Das flache Aufbauspiel war weitestgehend lahmgelegt, sodass Alternativen gesucht werden mussten. Diese bestanden insbesondere im Spielen lange Bälle in Richtung der äußeren Schnittstellen der Paderborner Abwehrkette. Okugawa und Honsak positionierten sich recht breit in diesen Lücken, sodass die körperlich überlegenen Paderborner Innenverteidiger unangenehm nach außen laufend auf den Ball attackieren mussten. Insbesondere bei flacheren Bällen konnten die Größenvorteile ausgeglichen werden. Okugawa kreierte in Folge eines langen Balls von Schmidt die beste Chance der ersten Halbzeit.

Bei dieser Möglichkeit kam Hünemeier nicht an den Ball, sodass Okugawa bis zur Grundlinie durchlaufen konnte, bevor eine flache Flanke auf Honsak, der zuvor aus dem Rücken von Dräger kommend an den Fünfmeterraum gestoßen war, anbringen konnte. An dieser Stelle werden weitere Prinzipien der Kieler Spielweise deutlich. Die Schnittstellen der Abwehrkette werden stets besetzt, Flanken von der Grundlinie flach angesetzt und Läufe im Rücken von Gegnern gestartet.
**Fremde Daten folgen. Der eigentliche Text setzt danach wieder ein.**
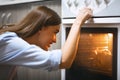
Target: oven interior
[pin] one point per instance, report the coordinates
(96, 57)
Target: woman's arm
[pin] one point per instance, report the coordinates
(70, 47)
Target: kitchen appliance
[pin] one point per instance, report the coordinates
(98, 52)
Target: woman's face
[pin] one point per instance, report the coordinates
(47, 36)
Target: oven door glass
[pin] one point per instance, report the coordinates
(96, 56)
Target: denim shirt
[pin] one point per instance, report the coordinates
(17, 52)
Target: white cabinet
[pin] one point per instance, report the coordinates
(10, 2)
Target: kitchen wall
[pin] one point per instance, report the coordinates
(11, 14)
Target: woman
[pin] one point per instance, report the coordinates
(27, 43)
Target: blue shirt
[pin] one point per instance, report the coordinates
(15, 51)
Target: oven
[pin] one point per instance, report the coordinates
(98, 51)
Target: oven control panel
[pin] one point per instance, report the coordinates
(100, 7)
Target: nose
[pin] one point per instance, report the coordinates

Zeitweise kamen auch die Achter zur Geltung, die sich jeweils breit am Flügel postierten und, gerade bei Verlagerungsangriffen neben der Abwehrkette zur Grundlinie durchstoßen konnten. Der Führungstreffer der Kieler ist ein mustergültiges Beispiel für einen solchen Ablauf.
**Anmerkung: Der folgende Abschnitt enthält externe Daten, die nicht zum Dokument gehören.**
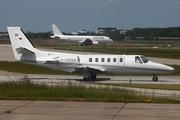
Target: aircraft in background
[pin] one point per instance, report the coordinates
(82, 40)
(87, 65)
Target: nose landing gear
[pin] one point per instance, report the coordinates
(155, 78)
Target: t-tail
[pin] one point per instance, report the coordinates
(56, 31)
(22, 47)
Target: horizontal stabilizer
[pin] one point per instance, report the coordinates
(22, 50)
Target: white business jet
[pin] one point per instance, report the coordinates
(87, 65)
(83, 40)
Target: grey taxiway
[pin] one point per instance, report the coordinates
(55, 110)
Insgesamt muss man dennoch auch anmerken, dass Kiel viele unbedrängte Fehler machte. Gerade im tiefen Aufbauspiel gab es hanebüchene Pässe, ein solcher von Schmidt, der aus halblinker Position einen Chipball in die Mitte spielen wollte, aber nur Michel fand. Auch in höheren Phasen scheiterte das Verbindungspiel weniger an schlechten Strukturen (wenngleich die Zentrumspräsenz insgesamt etwas fehlte) sondern an individuellen Fehlern.
Allein auf weiter Flur
Während die Achter in der Offensive einen lediglich peripheren Einfluss hatten, war ihre Positionierung im Umschaltspiel von großer Bedeutung. Bei Paderborner Ballgewinn suchte Meffert aggressiv die Rückeroberung und öffnete dabei den Raum vor der Abwehr. Dieser könnte eigentlich vom ballfernen Achter gefüllt werden – wenn dieser nicht gerade an der Außenlinie war.
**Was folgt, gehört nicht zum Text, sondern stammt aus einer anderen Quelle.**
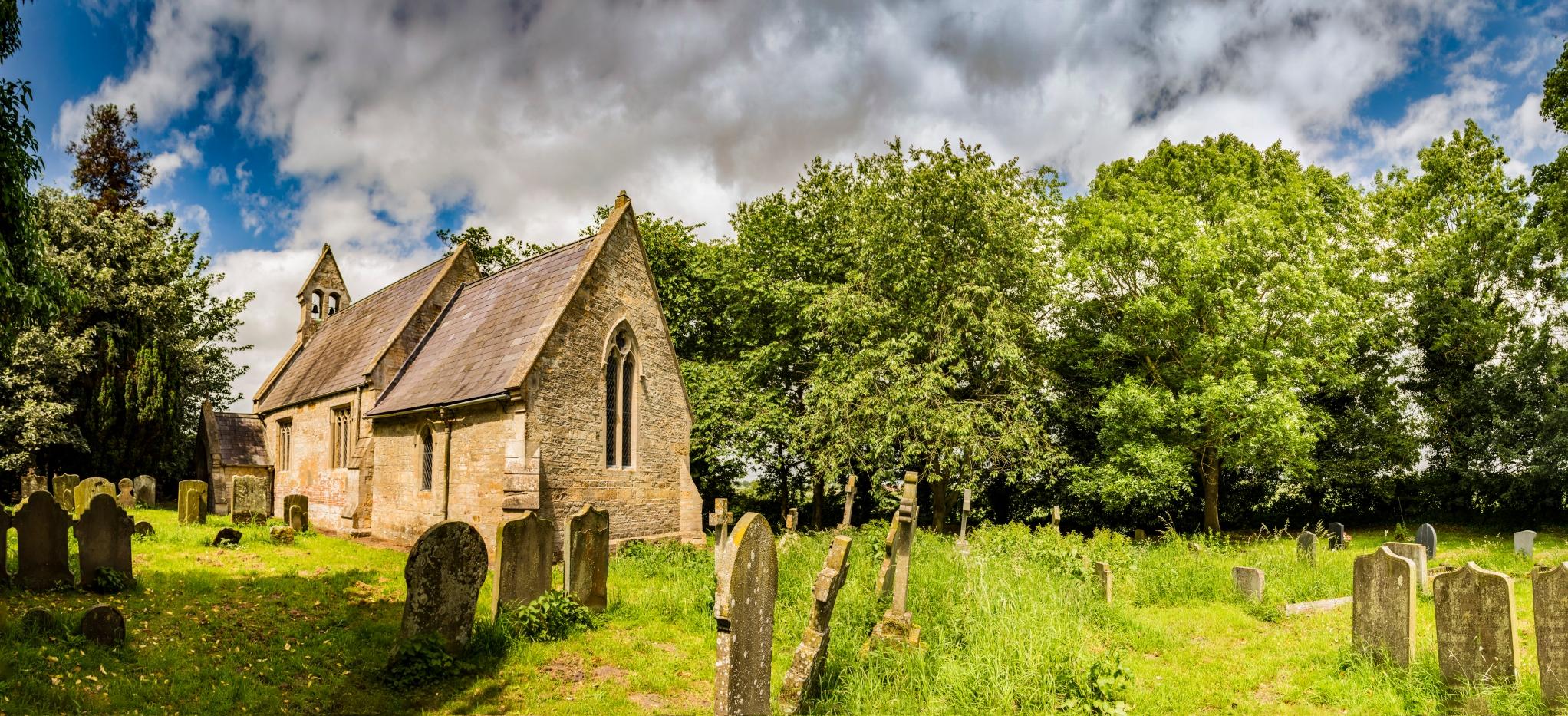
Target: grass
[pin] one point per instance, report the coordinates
(1016, 625)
Paderborn konnte im Verlauf von Kontern recht leicht vor die Kieler Kette kommen und den ballfernen Halbraum durch ein Vorschieben des Sechsers dynamisch besetzen. Da die Kette dennoch anwesend war, kam Paderborn nicht zu guten Abschlüssen, wohl aber zu einer großen Anzahl an Distanzschüssen.
No Flügel, no problem
Der Paderborner Ballbesitz zeigte sich in den vergangenen Wochen stark auf die Außenbahn fokussiert. Kiel reagierte darauf, indem man Anspiele auf die Innenverteidiger bei Abstößen, oder sonstigen tiefen Aufbauphasen als Signal für ein leitendes Pressing auf die Außenbahn wählte. Aus der 4-Raute-2-Grundordnung attackierte der ballnahe Stürmer dabei auf den Ballführenden, während der ballferne sich zur Abdeckung des Towarts zentral in den Strafraum bewegte. Dahinter schoben der Achter auf den Paderborner Außenverteidiger, Zehner und Sechser raumorientiert ballnah rüber. Im mustergüligen Ablauf hatte der SCP keine Chance, häufig wurde zurück zum Torwart gespielt, der unter Bedrängnis schnell einen langen Ball suchte.

Erfolgreichere Paderborner Aufbauszenen ergaben sich dann, wenn man nach Abstößen zentral spielte. Vor dem Strafraum befanden sich Klement und Vasiliadis nämlich in einer Überzahl gegen Lee. Wenn man es aber schaffte von der Außenverteidigung nach innen zu kommen, war der Zwischenlinienraum extrem offen, da Meffert sich in der seitlichen Zugriffsfindung hoch auf einen Paderborner Sechser orientierte. Der Zwischenlinienraum konnte sowohl für den ersten Vertikalpass, als auch für ein Nachstoßen Vasiliadis genutzt werden.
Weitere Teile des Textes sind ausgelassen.